In those days it must have been long before the returning vessel could sail up the James, this time bearing the graven tomb from Scotland. For a little while, the stillness of the forest was once more broken, startling the timid woodland folk; and then these strangers from overseas were gone. Again the great silence fell and the wilderness took the grave to itself. Slowly it set upon the tomb its seal of moss and lichen and vine. Unmindful of the mark of human loss and grief, the wild folk came and went. Joyously the cardinal flashed his crimson wing above the darkening stone; the deer came to drink from the stream and lifted their heads to scent the breeze that came with the dawn through the cypress trees, across a forgotten grave; hard and incurious, the Weyanoke Indians slipped by like darker shadows in the forest gloom; and only the little night birds seemed to know or to care as they called plaintively in the marshes at twilight.

As we were about to leave the tomb, we bethought us that the anniversary of the death of this Elizabeth was drawing near. We heaped the holly with its glowing berries above the crumbling stone. And still we lingered; for the Gordons of Tilliangus seemed very far away from this daughter of their house.
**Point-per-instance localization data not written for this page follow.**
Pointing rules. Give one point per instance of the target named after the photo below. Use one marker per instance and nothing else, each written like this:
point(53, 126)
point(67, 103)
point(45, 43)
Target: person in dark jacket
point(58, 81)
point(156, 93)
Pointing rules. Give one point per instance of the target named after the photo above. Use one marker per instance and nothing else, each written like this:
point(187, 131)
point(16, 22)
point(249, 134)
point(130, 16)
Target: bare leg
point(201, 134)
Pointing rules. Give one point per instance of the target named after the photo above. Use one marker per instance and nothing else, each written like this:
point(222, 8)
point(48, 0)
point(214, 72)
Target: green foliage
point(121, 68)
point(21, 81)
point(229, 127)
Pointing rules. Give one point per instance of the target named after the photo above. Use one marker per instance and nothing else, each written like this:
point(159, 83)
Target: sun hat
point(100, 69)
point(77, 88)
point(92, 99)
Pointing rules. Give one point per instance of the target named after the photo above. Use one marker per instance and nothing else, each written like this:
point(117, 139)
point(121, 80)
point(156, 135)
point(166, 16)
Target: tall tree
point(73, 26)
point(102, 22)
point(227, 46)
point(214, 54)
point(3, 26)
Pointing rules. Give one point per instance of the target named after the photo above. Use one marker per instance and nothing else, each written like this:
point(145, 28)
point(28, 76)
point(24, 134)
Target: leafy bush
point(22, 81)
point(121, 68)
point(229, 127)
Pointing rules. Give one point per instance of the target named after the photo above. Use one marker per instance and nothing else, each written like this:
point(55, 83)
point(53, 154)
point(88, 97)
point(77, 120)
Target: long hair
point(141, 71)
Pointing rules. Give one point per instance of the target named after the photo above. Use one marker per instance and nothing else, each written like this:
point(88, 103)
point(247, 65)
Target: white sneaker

As the sunset lights were fading, we saw a new moon pale on the tinted sky; and we thought of how for almost two centuries crescent moons had trembled from silver to gold above this forlorn grave on the bank of the Kittewan.

A short row in the dusk out upon the stream, and we stepped aboard Gadabout. She never seemed more cozy and homelike. A great bowl of pink and yellow chrysanthemums from Brandon's old garden and trailing cedar and ferns and red-berried holly added to the cheer. Soon our home-lights streamed from the broad windows out across the water, and some faint glow must have touched that lonely tomb on shore.